Abberline redoubled his efforts on the brickwork, inserting his pry bar into the small crevice and pulling the implement toward him. There was indeed a door here;.Abberline’s unusual informant, the famous novelist and protege of Charles Dickens, Wilkie Collins, had reportedly escaped from what he described as an underground chamber of horrors presided over by monsters. The fact that Mr. Collins had been suffering from severe laudanum withdraw at the time did not make his story any less credible, as there had been similar tales of abduction, monsters in the sewers, and bodies found with signs of human predation.
Abberline gave a final grunt and the secret door opened, blasting them with a cold draft of air.
“What now?” said Burton, heart hammering at the prospect of encountering an actual cannibal. His one regret from his travels in Africa, morbid as it may have been, was that he had never gotten to witness the practice firsthand.
“Now we call my men. I’m not about to go in there just the two of us. You remember what happened the last time we did that.”
Burton nodded, lowering the lantern. “Shoggoths.”

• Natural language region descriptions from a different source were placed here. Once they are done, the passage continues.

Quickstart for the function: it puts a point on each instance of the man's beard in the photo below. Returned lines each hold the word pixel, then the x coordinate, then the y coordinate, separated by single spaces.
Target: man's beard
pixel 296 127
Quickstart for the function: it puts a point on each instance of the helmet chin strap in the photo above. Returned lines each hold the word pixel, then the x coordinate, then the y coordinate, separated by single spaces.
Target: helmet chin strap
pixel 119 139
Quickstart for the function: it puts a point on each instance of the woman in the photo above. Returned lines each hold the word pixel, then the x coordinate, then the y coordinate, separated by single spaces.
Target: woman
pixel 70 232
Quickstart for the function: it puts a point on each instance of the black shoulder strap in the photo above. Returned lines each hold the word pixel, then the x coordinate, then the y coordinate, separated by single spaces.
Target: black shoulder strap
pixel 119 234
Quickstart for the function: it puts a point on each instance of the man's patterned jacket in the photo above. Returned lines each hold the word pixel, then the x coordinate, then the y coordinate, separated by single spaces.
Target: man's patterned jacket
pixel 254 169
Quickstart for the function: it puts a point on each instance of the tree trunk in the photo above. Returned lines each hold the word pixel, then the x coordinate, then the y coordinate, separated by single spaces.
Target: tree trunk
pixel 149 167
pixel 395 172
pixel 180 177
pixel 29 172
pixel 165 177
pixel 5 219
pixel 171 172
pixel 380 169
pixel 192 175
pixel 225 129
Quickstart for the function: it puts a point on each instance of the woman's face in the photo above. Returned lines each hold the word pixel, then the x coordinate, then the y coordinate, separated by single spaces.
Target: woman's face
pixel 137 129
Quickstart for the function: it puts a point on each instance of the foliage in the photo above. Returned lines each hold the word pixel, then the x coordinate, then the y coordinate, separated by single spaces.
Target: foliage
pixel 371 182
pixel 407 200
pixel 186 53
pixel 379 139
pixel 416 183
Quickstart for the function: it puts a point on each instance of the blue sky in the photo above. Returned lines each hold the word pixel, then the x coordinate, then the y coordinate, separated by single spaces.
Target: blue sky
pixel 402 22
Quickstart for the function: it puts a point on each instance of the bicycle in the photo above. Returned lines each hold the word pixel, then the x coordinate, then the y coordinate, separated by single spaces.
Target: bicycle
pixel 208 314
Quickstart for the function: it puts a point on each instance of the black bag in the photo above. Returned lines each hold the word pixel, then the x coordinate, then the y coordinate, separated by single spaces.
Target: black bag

“There are worse things in this world than shoggoths,” said the detective, stepping around Burton and blowing on his whistle. Burton turned as a dozen lanterns bobbed up and down in the darkness as Abberline’s best men lumbered up the hill of the cemetery toward the secret crypt. He looked at the hole, eager to see what was inside.
The whole thing had begun when a half-eaten torso was fished out of the Thames. The city’s coroner examined the remains and determined that, however the poor fellow had died, his body had definitely been gnawed on by human teeth, though from a very small mouth and with strangely pronounced canines. When Wilkie Collins was found wandering the streets, naked and delirious, Abberline called Burton at once, knowing of his interest in cannibalism. Burton had never before seen the man so in his element. He was back to chasing monsters of the human variety, and it clearly suited him. Neither of them had heard anything from Mycroft Holmes in several weeks, and there had been no more shoggoth sightings since that night at the Theosophic Society. This suited Burton just as well, and he and Isabel were once again planning their long- postponed nuptials.
“All right, Captain,” said Abberline. “We’re ready. Just stay by me.”
“Certainly, Frederick. Lead the way, please.”
A dozen policemen, armed with truncheons and lanterns, flooded the opening. Abberline pulled the grate open with a rusty squeal and they entered the dark aperture. Burton had to duck low to keep from bumping his head as he walked hunched over through the tunnel of crumbling brick. The lanterns the coppers were holding swayed with their movements, throwing strange shadows. Burton imagined he was an explorer once again, journeying into a land as strange and exotic as any Persian oasis or African veldt. And it was underneath his feet every day.